I’m back at Notre Dame, and I’m already missing Reykjavík. I miss the people and the school and the city – all of it. But being back does mean that I’ll be able to use my Icelandic in my research, which is quite exciting!
Looking back on what I learned in Iceland, I’m still astonished by how much my language skills improved. I’m still understandably far from fluent, but I’m now able to read texts more fluidly, and I can actually hold a conversation in a language in which I could barely introduce myself in June! Reflecting on the goals I outlined before heading to Iceland, I think I achieved the goals I had set: I feel comfortable holding a conversation in Icelandic (though I need to work on my vocabulary related to my field of research: history of medicine), I can read Icelandic with much greater ease, I met Icelanders with whom I can continue to practice my Icelandic, and I experienced modern Icelandic culture.
My current knowledge of Icelandic would have been impossible without the SLA grant. Icelandic is a language that is rarely taught and has relatively few speakers; going to Iceland was genuinely my only option for studying this language. I was initially worried because I’d never really conversed in the language before going to Iceland, but this allowed me to realize how incredibly effective immersion programs are.
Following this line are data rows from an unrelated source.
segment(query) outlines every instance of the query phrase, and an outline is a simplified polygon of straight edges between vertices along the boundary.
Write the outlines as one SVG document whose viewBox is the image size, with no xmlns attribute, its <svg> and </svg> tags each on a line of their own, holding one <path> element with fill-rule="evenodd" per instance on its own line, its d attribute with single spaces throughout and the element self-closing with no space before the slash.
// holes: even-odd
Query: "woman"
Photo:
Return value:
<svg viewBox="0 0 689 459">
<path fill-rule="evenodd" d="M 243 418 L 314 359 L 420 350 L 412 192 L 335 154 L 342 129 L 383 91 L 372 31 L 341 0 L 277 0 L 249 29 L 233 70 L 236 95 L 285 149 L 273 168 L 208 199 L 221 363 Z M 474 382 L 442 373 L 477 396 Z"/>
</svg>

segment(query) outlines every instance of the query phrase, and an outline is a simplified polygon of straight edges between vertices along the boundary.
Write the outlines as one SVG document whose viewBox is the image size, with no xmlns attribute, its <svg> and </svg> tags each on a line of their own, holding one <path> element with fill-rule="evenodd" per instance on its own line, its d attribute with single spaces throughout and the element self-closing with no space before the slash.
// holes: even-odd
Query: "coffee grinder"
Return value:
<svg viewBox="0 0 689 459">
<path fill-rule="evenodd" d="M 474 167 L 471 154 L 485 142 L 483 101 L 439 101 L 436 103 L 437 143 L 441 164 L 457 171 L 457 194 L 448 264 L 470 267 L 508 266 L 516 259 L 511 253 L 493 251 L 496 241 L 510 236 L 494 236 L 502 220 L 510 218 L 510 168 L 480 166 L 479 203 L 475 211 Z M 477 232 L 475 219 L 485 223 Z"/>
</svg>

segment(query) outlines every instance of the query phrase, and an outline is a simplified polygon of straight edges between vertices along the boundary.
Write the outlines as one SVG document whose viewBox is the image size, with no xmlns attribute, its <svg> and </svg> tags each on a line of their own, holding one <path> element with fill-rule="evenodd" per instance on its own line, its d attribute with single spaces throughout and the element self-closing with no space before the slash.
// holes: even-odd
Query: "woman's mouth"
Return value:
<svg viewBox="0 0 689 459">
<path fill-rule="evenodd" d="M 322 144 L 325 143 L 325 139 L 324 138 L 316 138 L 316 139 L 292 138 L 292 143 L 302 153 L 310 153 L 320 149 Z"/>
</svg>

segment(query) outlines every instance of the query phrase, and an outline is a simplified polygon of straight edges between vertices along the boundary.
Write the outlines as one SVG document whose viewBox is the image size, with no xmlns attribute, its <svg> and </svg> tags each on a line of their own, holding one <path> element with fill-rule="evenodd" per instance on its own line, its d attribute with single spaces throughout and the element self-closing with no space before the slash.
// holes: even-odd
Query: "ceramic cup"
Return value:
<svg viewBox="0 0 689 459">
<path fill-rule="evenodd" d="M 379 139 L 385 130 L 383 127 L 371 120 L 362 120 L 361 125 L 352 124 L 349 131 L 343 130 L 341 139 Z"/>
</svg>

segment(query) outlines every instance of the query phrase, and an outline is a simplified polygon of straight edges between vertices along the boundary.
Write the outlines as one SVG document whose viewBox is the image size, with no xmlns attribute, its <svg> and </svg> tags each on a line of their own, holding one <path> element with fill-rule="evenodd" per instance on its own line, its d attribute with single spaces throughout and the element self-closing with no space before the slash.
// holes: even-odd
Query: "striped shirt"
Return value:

I was speaking Icelandic on day one, and on day three I was thrilled when my instructor switched to using Icelandic exclusively. My experience has shown that immersion programs and the SLA grant are appropriate for languages with few available resources and were definitely the best and most productive options for me.
Now that I’m back at Notre Dame, I am going to start reading through the academic journal articles written in Icelandic that I’d found but had been unable to read prior to my trip to Iceland. Additionally, I kept a list of books and resources about the history of medicine in Iceland that I came across while in the country, and I plan on working through that list next. Not only are these books and resources supporting the research I’m doing now, but they’ve also generated new questions and avenues of research. This language has provided me with a ton of material to explore!
I know my work will take me back to Iceland in the future, and I can’t wait!